De retour en France il épuisera le reste de sa notoriété jusqu’en 1894 à remâcher ses souvenirs et les enjoliver dans le style plat et commun de la plupart de ces peintres qui ont séjourné en Orient encouragés par l’Empire et l’attrait de l’exotisme, et qu’on qualifie d'orientalistes. 


Parfois, rarement, se présente sur le marché de l’art quelque tableau que Pinel a manifestement soigné plus particulièrement que sa production courante.

C’était le cas chez De Baecque, le 22 janvier dernier, de ce portrait grandeur nature de femme orientale au chasse-mouche, aux lignes délicates et à l’éclairage raffiné, disparu contre 6 fois l’estimation moyenne, environ 70 000$ mérités, frais compris (notre illustration). 


C’était le joyau du contenu (par ailleurs médiocre) d’un appartement de l’avenue Foch, déclarait la maison de vente pour tenter de faire mousser l’ensemble (30% des lots restèrent invendus). 

Le portrait faisait l’affiche du catalogue. Son titre, "Odalisque à l’éventail", au relents d’esclavage et de harem, ne peux pas être dû au peintre, qui savait distinguer un éventail d’un chasse-mouche.

 

Et l’histoire n’aurait pas grand intérêt s’il ne rôdait autour de ce tableau un double fantomatique. 


Le 29 janvier 2021 était passé en vente publique, sous le même nom dOdalisque à l’éventail, un portrait de femme orientale au chasse-mouche signé Pinel de Grandchamp, petit tableau de 35,5 par 27 centimètres, avenant mais au style assez banal et sans relief.

Il réapparaissait fin 2024 (ou peut-être avant), rebaptisé "La Belle Orientale" sur le site de la galerie Segoura Fine Art, antiquaire reconnu du marché Biron, aux puces de Saint-Ouen. 

À ce moment était annoncée la vente du 22 janvier chez De Baecque, où on découvrait donc l’autre odalisque à l’éventail, sans doute inconnue auparavant, copie presque conforme de la belle orientale, mais incomparable dans ses dimensions, ses qualités et son réalisme (le visage, la main gauche, la cassette, les ombres). 

Quel tableau a été le modèle de l’autre ?

Le petit, la belle orientale, est sans doute une étude préparatoire, reportée ensuite sur le grand par mise au carreau.
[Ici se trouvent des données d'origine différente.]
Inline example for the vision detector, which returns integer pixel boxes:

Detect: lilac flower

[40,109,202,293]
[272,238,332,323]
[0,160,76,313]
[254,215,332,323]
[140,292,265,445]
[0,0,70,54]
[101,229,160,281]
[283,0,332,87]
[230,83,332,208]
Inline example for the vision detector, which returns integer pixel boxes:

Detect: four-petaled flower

Ce dernier mesure 92 par 74 centimètres, 7 fois la surface du petit, mais leurs proportions coïncident exactement (voir l’image animée ci-contre). Le soin plus ou moins consacré aux détails vient de la différence de dimensions. 
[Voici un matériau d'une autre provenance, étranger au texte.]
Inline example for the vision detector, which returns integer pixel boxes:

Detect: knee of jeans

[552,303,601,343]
Mais le petit pourrait aussi n’être qu’une copie, éventuellement par une autre main. 
Une étude physique approfondie des deux tableaux (avec radiographie) déciderait de leur chronologie. 
 

La Belle Orientale est toujours en vente, "en stock" sur le site de l’antiquaire. Elle a certainement été fort revalorisée par l’envolée des enchères sur sa belle parente, l’Odalisque à l’éventail.